Zudem war bekannt geworden, dass es noch einen dritten erfolgreichen Zugang von einem japanischen Physiker namens Shin’ichiro Tomonaga gab. Passten die Methoden von Schwinger, Feynman und Tomonaga irgendwie zusammen?
Durch Schwinger, Feynman und Tomonaga war also nun der Welt dreimal gesagt worden, dass die QED funktioniert, nur jedes Mal in einer anderen Sprache. Es musste eine Übersetzung zwischen diesen Formulierungen geben, und Dyson war entschlossen, sie zu finden. Niemand sonst auf der Welt kannte alle drei Methoden so gut wie er. Im September 1948 hatte er während einer mehrtägigen Busfahrt von San Francisco nach Chicago viel Zeit, darüber nachzudenken, und plötzlich fügte sich in seinen Gedanken alles zu einem konsistenten Gesamtgebilde zusammen.
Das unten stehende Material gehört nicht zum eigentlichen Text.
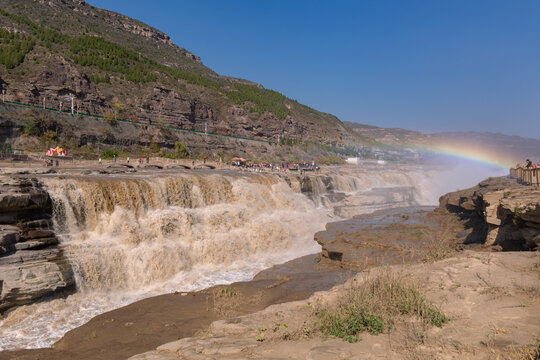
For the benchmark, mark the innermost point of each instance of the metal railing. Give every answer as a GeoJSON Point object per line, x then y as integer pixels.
{"type": "Point", "coordinates": [527, 176]}
{"type": "Point", "coordinates": [136, 122]}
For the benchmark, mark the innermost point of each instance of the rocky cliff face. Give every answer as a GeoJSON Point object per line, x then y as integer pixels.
{"type": "Point", "coordinates": [31, 264]}
{"type": "Point", "coordinates": [112, 64]}
{"type": "Point", "coordinates": [499, 213]}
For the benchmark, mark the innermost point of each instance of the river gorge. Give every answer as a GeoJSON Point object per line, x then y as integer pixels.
{"type": "Point", "coordinates": [132, 235]}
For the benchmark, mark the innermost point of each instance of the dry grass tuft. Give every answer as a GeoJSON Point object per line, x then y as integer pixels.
{"type": "Point", "coordinates": [374, 306]}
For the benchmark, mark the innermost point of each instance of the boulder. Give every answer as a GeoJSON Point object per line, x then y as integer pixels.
{"type": "Point", "coordinates": [9, 235]}
{"type": "Point", "coordinates": [31, 264]}
{"type": "Point", "coordinates": [28, 275]}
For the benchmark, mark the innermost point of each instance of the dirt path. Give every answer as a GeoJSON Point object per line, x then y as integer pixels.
{"type": "Point", "coordinates": [492, 299]}
{"type": "Point", "coordinates": [143, 325]}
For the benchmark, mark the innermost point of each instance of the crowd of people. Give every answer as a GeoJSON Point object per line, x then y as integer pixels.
{"type": "Point", "coordinates": [530, 165]}
{"type": "Point", "coordinates": [283, 167]}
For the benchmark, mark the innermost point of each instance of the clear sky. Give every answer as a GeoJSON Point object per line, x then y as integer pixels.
{"type": "Point", "coordinates": [431, 65]}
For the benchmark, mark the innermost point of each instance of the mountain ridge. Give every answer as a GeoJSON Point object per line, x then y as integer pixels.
{"type": "Point", "coordinates": [113, 65]}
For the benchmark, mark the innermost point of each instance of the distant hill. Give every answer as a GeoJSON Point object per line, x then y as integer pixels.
{"type": "Point", "coordinates": [119, 67]}
{"type": "Point", "coordinates": [510, 149]}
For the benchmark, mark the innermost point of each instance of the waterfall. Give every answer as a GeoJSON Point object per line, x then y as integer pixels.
{"type": "Point", "coordinates": [137, 235]}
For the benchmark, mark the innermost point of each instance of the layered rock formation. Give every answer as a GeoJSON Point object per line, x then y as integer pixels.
{"type": "Point", "coordinates": [498, 212]}
{"type": "Point", "coordinates": [31, 264]}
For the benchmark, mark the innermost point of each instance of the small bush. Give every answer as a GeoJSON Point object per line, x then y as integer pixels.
{"type": "Point", "coordinates": [154, 147]}
{"type": "Point", "coordinates": [374, 306]}
{"type": "Point", "coordinates": [181, 150]}
{"type": "Point", "coordinates": [109, 153]}
{"type": "Point", "coordinates": [30, 127]}
{"type": "Point", "coordinates": [110, 118]}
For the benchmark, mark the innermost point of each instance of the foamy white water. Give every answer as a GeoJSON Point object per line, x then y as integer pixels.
{"type": "Point", "coordinates": [137, 236]}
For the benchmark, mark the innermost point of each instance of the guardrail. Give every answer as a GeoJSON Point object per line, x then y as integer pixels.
{"type": "Point", "coordinates": [526, 176]}
{"type": "Point", "coordinates": [198, 132]}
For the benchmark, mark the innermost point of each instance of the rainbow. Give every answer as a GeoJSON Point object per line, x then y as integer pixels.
{"type": "Point", "coordinates": [471, 153]}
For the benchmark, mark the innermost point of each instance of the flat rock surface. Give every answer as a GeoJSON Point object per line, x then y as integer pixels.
{"type": "Point", "coordinates": [492, 299]}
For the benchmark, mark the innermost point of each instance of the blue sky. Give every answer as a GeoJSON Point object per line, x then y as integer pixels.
{"type": "Point", "coordinates": [429, 65]}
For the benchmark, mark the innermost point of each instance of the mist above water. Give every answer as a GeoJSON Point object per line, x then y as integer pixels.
{"type": "Point", "coordinates": [139, 235]}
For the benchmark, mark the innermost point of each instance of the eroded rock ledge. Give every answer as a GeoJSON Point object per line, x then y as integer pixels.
{"type": "Point", "coordinates": [31, 264]}
{"type": "Point", "coordinates": [499, 213]}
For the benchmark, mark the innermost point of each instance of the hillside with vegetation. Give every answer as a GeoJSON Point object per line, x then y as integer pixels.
{"type": "Point", "coordinates": [116, 67]}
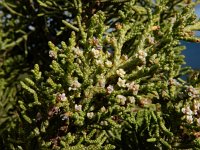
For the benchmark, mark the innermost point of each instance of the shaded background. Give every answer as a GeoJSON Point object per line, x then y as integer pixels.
{"type": "Point", "coordinates": [192, 52]}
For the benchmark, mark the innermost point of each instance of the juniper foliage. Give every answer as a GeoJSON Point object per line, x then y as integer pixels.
{"type": "Point", "coordinates": [114, 75]}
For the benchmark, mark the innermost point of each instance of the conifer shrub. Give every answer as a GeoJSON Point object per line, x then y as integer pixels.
{"type": "Point", "coordinates": [107, 75]}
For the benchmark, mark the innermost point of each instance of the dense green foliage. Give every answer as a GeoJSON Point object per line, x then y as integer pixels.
{"type": "Point", "coordinates": [107, 75]}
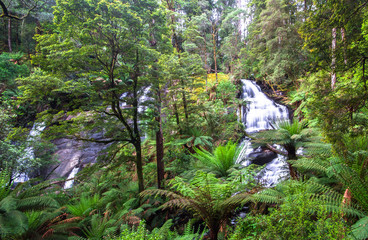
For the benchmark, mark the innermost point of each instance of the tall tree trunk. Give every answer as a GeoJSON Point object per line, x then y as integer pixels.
{"type": "Point", "coordinates": [333, 62]}
{"type": "Point", "coordinates": [137, 136]}
{"type": "Point", "coordinates": [159, 145]}
{"type": "Point", "coordinates": [214, 49]}
{"type": "Point", "coordinates": [185, 102]}
{"type": "Point", "coordinates": [344, 43]}
{"type": "Point", "coordinates": [139, 165]}
{"type": "Point", "coordinates": [214, 232]}
{"type": "Point", "coordinates": [9, 35]}
{"type": "Point", "coordinates": [291, 150]}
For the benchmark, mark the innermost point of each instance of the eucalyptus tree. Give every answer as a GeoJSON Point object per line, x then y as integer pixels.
{"type": "Point", "coordinates": [274, 44]}
{"type": "Point", "coordinates": [100, 50]}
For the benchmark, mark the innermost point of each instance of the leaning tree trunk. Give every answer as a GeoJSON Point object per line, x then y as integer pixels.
{"type": "Point", "coordinates": [159, 145]}
{"type": "Point", "coordinates": [9, 35]}
{"type": "Point", "coordinates": [333, 62]}
{"type": "Point", "coordinates": [291, 150]}
{"type": "Point", "coordinates": [214, 49]}
{"type": "Point", "coordinates": [137, 136]}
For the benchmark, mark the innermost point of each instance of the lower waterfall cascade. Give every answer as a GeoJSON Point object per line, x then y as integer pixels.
{"type": "Point", "coordinates": [258, 114]}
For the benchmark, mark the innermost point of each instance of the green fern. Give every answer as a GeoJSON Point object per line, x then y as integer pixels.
{"type": "Point", "coordinates": [206, 196]}
{"type": "Point", "coordinates": [221, 161]}
{"type": "Point", "coordinates": [84, 206]}
{"type": "Point", "coordinates": [360, 229]}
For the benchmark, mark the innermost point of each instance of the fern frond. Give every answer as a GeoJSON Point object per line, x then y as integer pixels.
{"type": "Point", "coordinates": [310, 164]}
{"type": "Point", "coordinates": [360, 229]}
{"type": "Point", "coordinates": [37, 203]}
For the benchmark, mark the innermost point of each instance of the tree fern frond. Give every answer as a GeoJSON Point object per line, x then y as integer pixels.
{"type": "Point", "coordinates": [310, 164]}
{"type": "Point", "coordinates": [159, 192]}
{"type": "Point", "coordinates": [37, 203]}
{"type": "Point", "coordinates": [360, 229]}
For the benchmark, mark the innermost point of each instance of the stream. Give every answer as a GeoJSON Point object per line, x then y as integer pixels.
{"type": "Point", "coordinates": [258, 114]}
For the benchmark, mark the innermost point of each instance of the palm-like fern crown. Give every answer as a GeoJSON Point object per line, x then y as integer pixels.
{"type": "Point", "coordinates": [206, 196]}
{"type": "Point", "coordinates": [222, 159]}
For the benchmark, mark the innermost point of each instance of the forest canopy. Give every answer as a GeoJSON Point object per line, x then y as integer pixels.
{"type": "Point", "coordinates": [127, 119]}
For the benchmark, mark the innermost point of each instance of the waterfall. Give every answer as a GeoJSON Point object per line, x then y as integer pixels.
{"type": "Point", "coordinates": [29, 151]}
{"type": "Point", "coordinates": [69, 184]}
{"type": "Point", "coordinates": [258, 114]}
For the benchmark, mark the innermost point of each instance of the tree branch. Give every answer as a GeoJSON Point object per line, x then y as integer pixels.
{"type": "Point", "coordinates": [8, 15]}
Alle drei Methoden ließen sich zu einer einzigen Theorie vereinen, wenn man sie erst einmal in eine gemeinsame Sprache übersetzte. Es war genau die Sprache, die Feynman vermieden hatte: die Mathematik der Quantenfeldtheorie. Dyson kannte sich darin bestens aus und so gelang es ihm, alle drei Ansätze damit auszudrücken
Nun war endlich klar, dass auch Feynmans Methoden ein solides Fundament hatten und mathematisch sauber waren − ein wahrer Durchbruch für Feynman. Man konnte seinen Methoden genauso vertrauen wie den Methoden von Schwinger und Tomonaga, denn sie alle waren nur verschiedene Formulierungen derselben Theorie. Dabei hatte Feynmans Methode den großen Vorteil, dass man mit ihr hervorragend rechnen konnte
Als im April 1949 auf dem Landgut Oldstone-on-the-Hudson in Peekskill (New York) eine Nachfolgekonferenz von Shelter-Island und Pocono stattfand, wurde sie zum Triumph für Feynman und Dyson. Feynmans Methoden haben sich seitdem nicht nur in der QED, sondern in der gesamten Quantenfeldtheorie durchgesetzt, und es gibt kaum eine Veröffentlichung in diesem Umfeld, in der nicht das eine oder andere Feynman-Diagramm zu sehen ist.